Oil prices continue to rise, aiming for a second consecutive weekly gain, bolstered by geopolitical tensions in Europe and the Middle East, tightening supply concerns, and optimism surrounding global fuel demand growth amid economic recovery.
Brent crude edged up 49 cents to $91.14 a barrel, while U.S. West Texas Intermediate crude rose to $86.96 a barrel, both settling at their highest levels since October.
Analysts anticipate further upside in oil prices in the short term due to a positive economic outlook, ongoing supply constraints, and escalating geopolitical risks. The bank raised its 3-month price target for Brent to $95 a barrel.
This week, Brent and WTI are poised to register over a 4% gain, marking a second consecutive weekly increase. Iran’s pledge of retaliation against Israel and ongoing Ukrainian drone attacks on Russian refineries have contributed to supply concerns.
Israel has not claimed responsibility for the attack on Iran’s embassy compound in Syria. Meanwhile, the NATO official reported that Ukrainian drone attacks may have disrupted over 15% of Russian refinery capacity, impacting fuel production.
OPEC+ maintained its oil supply policy this week and urged member countries to enhance compliance with output cuts. ANZ analysts anticipate output to decline further in Q2 if adherence to quotas is tightened, potentially leading to inventory drawdowns.
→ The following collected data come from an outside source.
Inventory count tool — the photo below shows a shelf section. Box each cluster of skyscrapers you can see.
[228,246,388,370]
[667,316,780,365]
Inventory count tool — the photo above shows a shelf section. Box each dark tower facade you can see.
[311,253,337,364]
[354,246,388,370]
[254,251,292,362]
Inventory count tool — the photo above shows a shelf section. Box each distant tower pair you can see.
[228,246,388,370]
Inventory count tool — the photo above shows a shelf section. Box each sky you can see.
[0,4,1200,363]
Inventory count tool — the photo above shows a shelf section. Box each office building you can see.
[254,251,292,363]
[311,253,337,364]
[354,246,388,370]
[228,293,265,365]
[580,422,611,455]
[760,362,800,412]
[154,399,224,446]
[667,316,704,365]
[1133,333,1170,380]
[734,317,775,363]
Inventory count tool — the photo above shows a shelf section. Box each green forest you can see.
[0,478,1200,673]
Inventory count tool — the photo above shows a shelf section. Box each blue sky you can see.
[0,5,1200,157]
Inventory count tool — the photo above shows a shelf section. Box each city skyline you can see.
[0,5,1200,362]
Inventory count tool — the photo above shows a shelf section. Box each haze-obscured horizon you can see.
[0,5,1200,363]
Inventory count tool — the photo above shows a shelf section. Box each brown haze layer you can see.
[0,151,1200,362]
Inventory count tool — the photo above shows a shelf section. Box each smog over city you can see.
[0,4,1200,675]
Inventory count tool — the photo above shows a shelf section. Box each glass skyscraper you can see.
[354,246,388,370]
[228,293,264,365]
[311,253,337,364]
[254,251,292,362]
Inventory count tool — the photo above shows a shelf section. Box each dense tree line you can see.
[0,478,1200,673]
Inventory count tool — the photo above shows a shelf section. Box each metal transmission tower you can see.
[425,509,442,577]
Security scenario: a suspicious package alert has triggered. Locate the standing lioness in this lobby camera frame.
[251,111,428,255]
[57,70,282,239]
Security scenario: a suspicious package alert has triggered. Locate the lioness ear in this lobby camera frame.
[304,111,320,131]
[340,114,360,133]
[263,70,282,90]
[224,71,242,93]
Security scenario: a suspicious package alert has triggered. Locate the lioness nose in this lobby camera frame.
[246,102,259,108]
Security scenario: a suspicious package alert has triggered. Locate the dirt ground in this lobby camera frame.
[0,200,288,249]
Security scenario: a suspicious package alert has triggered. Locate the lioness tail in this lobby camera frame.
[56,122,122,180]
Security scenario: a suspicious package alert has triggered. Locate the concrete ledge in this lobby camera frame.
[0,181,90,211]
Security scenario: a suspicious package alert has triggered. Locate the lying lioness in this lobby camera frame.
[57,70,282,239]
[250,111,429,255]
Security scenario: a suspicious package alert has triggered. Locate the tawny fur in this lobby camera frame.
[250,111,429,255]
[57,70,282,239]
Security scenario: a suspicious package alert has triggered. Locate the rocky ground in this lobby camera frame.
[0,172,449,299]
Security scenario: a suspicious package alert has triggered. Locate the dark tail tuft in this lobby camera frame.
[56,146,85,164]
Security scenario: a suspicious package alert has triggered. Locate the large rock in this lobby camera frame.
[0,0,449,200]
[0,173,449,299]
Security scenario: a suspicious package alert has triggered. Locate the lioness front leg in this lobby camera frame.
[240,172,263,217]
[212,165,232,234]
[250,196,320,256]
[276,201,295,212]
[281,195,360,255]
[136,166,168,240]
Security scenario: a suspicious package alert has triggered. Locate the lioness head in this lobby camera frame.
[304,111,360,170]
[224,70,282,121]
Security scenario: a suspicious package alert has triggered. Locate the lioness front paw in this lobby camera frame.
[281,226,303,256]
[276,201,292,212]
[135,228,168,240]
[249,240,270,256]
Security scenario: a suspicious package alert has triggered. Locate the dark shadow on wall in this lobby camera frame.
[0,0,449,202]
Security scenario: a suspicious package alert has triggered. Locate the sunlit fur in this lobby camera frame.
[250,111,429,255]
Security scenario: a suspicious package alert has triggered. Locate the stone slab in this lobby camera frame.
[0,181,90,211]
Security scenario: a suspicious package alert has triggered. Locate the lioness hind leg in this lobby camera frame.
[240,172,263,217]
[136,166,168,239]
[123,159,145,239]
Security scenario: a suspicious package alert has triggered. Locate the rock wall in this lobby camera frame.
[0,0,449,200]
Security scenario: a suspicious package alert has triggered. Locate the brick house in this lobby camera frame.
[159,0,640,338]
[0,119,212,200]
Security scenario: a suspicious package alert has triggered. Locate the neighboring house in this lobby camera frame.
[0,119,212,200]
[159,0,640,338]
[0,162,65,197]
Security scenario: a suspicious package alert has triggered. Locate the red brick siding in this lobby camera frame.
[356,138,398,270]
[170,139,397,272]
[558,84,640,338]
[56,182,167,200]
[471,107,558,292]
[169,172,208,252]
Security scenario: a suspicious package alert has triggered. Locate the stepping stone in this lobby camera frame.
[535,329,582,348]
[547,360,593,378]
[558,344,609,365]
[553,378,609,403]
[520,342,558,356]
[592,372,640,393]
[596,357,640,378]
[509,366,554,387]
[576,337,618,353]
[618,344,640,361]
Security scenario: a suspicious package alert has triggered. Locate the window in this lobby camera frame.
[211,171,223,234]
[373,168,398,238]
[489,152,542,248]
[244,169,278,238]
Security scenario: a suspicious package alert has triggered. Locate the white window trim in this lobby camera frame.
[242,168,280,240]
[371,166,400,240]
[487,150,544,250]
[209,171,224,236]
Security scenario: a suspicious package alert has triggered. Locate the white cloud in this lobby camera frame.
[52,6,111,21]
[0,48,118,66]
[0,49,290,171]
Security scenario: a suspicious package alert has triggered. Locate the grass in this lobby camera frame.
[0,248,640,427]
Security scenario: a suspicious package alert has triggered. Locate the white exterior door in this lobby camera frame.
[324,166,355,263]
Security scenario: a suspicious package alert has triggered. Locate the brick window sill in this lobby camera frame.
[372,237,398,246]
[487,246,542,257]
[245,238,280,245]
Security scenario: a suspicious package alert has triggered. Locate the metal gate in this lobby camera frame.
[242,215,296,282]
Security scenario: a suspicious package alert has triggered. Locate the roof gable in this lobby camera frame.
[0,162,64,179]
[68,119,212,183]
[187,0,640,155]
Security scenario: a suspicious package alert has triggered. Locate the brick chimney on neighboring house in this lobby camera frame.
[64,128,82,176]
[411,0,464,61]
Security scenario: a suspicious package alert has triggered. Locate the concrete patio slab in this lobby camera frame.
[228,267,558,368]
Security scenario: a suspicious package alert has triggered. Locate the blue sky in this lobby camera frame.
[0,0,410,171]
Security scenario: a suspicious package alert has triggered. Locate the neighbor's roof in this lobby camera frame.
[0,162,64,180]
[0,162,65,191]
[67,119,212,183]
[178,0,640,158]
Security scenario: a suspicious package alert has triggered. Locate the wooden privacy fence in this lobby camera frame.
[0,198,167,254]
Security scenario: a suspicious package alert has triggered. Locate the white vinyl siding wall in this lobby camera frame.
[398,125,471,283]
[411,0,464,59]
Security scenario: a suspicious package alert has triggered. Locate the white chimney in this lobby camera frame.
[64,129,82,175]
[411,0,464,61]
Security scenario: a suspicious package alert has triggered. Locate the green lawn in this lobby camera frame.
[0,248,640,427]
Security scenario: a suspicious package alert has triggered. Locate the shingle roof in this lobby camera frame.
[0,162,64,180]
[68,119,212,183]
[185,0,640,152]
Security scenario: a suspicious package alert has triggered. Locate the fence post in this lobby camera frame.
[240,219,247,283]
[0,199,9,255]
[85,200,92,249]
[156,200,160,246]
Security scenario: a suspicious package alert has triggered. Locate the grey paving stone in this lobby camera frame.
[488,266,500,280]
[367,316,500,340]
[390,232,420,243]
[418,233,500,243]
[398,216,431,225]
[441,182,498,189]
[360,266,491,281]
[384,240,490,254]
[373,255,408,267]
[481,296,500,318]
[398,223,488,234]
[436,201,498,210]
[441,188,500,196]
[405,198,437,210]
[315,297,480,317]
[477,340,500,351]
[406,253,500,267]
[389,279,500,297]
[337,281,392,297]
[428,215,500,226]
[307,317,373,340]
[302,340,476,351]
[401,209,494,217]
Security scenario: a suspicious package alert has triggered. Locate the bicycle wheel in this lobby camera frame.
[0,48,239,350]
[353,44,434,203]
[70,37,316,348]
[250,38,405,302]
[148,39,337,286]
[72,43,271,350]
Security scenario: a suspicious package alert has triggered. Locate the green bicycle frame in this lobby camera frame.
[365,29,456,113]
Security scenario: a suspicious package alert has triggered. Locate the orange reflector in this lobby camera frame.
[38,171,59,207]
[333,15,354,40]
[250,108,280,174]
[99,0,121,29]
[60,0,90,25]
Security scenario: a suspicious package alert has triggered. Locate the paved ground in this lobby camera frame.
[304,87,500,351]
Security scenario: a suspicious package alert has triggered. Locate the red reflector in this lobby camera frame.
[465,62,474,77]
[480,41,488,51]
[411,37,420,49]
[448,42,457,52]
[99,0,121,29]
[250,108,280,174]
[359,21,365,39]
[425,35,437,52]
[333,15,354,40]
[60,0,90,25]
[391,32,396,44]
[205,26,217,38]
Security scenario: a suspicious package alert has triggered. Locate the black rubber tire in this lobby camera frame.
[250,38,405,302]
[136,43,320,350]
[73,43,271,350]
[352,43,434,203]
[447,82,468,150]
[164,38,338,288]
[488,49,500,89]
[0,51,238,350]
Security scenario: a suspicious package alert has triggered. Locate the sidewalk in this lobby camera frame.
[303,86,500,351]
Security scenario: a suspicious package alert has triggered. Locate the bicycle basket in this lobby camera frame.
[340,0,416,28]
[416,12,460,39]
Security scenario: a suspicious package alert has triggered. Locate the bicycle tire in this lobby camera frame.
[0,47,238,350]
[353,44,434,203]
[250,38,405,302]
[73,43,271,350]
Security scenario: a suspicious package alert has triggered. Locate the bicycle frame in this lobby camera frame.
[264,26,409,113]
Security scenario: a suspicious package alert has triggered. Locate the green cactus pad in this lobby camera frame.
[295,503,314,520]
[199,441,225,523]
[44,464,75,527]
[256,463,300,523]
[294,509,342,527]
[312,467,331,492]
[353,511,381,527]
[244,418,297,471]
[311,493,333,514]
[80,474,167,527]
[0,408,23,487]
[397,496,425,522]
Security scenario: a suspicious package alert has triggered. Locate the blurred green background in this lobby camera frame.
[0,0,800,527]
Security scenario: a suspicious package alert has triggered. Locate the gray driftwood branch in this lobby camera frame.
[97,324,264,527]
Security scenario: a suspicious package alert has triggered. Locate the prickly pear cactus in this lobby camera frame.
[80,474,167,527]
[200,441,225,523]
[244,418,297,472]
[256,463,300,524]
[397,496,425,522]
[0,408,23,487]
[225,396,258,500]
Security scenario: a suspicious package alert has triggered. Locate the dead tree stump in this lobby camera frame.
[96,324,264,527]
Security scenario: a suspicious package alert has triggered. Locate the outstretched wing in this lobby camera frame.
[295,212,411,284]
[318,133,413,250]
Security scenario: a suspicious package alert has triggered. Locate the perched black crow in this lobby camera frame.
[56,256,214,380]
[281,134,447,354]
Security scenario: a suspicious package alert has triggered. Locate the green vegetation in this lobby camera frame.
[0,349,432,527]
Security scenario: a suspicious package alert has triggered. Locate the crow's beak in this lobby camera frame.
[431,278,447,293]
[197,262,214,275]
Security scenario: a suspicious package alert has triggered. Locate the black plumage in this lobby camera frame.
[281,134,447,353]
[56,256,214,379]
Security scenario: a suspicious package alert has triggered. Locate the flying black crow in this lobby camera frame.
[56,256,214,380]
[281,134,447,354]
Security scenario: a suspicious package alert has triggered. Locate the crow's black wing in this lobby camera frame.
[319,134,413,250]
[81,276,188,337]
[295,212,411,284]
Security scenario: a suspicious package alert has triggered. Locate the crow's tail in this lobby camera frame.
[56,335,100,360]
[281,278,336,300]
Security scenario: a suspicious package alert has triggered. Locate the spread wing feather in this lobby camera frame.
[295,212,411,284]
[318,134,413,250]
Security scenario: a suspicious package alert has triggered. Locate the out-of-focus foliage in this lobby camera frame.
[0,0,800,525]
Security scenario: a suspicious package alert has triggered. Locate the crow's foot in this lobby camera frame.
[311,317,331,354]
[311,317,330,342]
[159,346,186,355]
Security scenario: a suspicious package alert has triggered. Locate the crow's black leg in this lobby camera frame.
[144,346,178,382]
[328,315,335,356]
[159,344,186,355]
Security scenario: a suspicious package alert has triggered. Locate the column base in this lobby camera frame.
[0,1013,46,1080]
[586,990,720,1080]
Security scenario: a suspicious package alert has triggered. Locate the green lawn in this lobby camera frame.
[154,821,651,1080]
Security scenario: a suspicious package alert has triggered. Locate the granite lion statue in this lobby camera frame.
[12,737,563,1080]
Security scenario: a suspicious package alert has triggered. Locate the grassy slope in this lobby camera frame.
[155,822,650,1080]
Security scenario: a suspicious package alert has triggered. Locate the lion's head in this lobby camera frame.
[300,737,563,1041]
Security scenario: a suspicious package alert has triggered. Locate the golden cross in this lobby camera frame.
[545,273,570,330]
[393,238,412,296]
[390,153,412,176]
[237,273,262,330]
Global heavy oil supply has also tightened following export cuts by Mexico and the United Arab Emirates.
JP Morgan analysts noted solid global oil demand growth of 1.4 million barrels per day in Q1, with March’s oil consumption estimated to exceed published estimates.
Investors are eagerly awaiting the U.S. March employment report for insights into the economy’s health and monetary policy direction.